De door Grit beschreven pogingen van genoemde organisaties om aan te tonen dat christenen geen westerse agenda volgen, maar loyale Pakistani’s zijn, vormen de kern van zijn boek. Die pogingen doen mij denken aan de tijd dat de kerk een vervolgde christelijke minderheid was in het Romeinse rijk. De verdedigers van christenen als loyale onderdanen van de keizer in de tweede eeuw dragen in de kerkgeschiedenis met ere de naam ‘apologeten’. Ik complimenteer Grits boek door het een moderne apologie voor de rol van Pakistaanse christenen als volwaardige medeburgers te noemen. Hij verdient daarom veel lezers.
— Jan Slomp was zendeling in Pakistan van 1964 tot 1977 en was bestuursvoorzitter en staflid van het Christian Study Centre
Pieter Verster, Jesus Christus, Seun van God, ís ons Versoening. ’n Missionêre Christologie, Bloemfontein: Sun Press, 2017, ZAR 390, www.sun-e-shop.co.za (download extract)

Verster is hoogleraar missiologie aan de Universiteit van de Vrystaat in Bloemfontein, ZuidAfrika. Verzoening is een belangrijk thema in die context en een aspect van missiologie als opdracht van de kerk om te streven naar sociale gerechtigheid. De auteur geeft daaraan een radicale verdieping.
Verzoening is zonder betekenis zonder verzoening met Gód en die is alleen mogelijk door God zelf. Zonder een hoge christologie blijft al het spreken over verzoening vruchteloos.
Alleen de transcendente God kan in zijn komen ons leven helen en dat heeft Hij gedaan door Christus in wie mensen eeuwig leven ontvangen. Christus is niet alleen de boodschapper of bemiddelaar van verzoening, Hij is zélf onze verzoening. In Hem sterven wij af aan het leven in de zonde en participeren wij in het transcendente leven van God. De missiologie van Verster kan daarom evengoed worden gelezen als een christologie: dit is de inhoud waarom het in de zending draait.

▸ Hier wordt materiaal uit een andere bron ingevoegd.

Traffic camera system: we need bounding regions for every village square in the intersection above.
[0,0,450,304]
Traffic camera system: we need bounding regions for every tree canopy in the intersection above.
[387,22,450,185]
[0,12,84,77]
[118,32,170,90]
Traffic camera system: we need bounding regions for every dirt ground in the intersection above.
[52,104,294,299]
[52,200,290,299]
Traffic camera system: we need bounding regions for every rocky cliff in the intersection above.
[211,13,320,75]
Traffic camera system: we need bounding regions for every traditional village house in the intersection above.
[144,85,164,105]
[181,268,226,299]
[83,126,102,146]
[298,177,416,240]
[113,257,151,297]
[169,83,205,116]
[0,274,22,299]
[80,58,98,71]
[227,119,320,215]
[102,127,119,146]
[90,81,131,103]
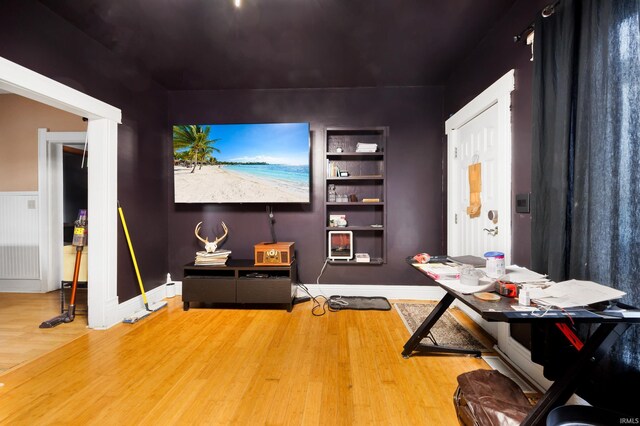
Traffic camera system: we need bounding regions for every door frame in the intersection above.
[445,70,544,386]
[0,57,122,328]
[445,70,515,265]
[38,129,87,292]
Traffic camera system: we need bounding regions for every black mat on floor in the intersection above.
[329,296,391,311]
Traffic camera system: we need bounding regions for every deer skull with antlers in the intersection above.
[195,222,229,253]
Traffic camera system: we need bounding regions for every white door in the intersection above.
[445,71,513,264]
[445,71,514,345]
[448,104,510,257]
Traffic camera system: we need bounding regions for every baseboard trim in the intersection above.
[297,284,445,300]
[118,284,167,322]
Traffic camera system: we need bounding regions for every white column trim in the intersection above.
[0,57,122,328]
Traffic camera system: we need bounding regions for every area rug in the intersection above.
[328,296,391,311]
[393,303,491,352]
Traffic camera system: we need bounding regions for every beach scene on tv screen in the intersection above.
[173,123,310,203]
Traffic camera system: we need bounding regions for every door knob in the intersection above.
[483,225,498,237]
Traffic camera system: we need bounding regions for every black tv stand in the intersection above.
[182,259,297,312]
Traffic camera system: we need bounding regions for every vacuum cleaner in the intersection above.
[40,210,87,328]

Verster keert terug naar de basale missiologie van Handelingen: het is brengen van het goede bericht van Jezus. Hij brengt zijn nieuwe paradigma, dat niet anders dan het oudste is, op bescheiden wijze zonder expliciete controverse, maar acceptatie van Versters visie betekent dynamiet in de huidige missiologische discussie. — Bram van de Beek
Jan A.B. Jongeneel, Nederlandse zendingsgeschiedenis. Deel II: Ontmoeting van protestantse christenen met andere godsdiensten en geloven (1917-2017), Utrecht: Boekencentrum, 2018, 718 bladzijden, € 42,50

In 2015 verscheen van de hand van prof.dr. Jongeneel een boek over de Nederlandse zendingsgeschiedenis in de periode van 1601 tot 1917. Dit nieuwe boek is het vervolg daarop en behandelt de periode tot 2017. Voor dit boek raadpleegde hij niet alleen schriftelijke bronnen, maar had hij ook gesprekken en e-mailcontact met deskundigen op het gebied van zending.
Het is een indrukwekkende hoeveelheid informatie die in dit boek samengebracht is: van het grote wereldgebeuren dat een rol speelde in de zendingsgeschiedenis, zoals het einde van koloniale tijdperk, tot de inhoud van bundels met zendingsliederen. De lijn en de afbakening van het boek is echter helder: het gaat om de ontmoeting van protestanten met andere godsdiensten. Wat deze periode bijzonder maakt, is dat dit ook meer en meer op eigen Nederlandse bodem gebeurt. Naast aandacht voor algemene ontwikkelingen op het gebied van zending, politiek en maatschappij, beschrijft hij verschillende zendingsorganisaties en -netwerken die een rol speelden en spelen. Hij biedt ook korte portretten van mensen in de zending: missiologen en mensen die werkzaam waren in het buitenland. In het laatste hoofdstuk schetst hij enkele grote lijnen in vijfhonderd jaar protestantse zendingsgeschiedenis.
De informatie is duidelijk gerangschikt, daarnaast zijn er uitgebreide registers en allerlei interessante bijlagen. Hoe dik het boek ook is, uiteraard kan niet elk deelonderwerp tot in detail uitgewerkt worden. Daarom is het uitgebreide notenapparaat en de bibliografie heel nuttig voor hen die meer willen lezen over een bepaald onderwerp. Jongeneel geeft zelf ook aan dat het goed zou zijn als er vervolgstudies zouden komen over bepaalde thema’s en geeft daarvoor enkele suggesties. Dit informatieve boek geeft daarvoor alvast een goede basis!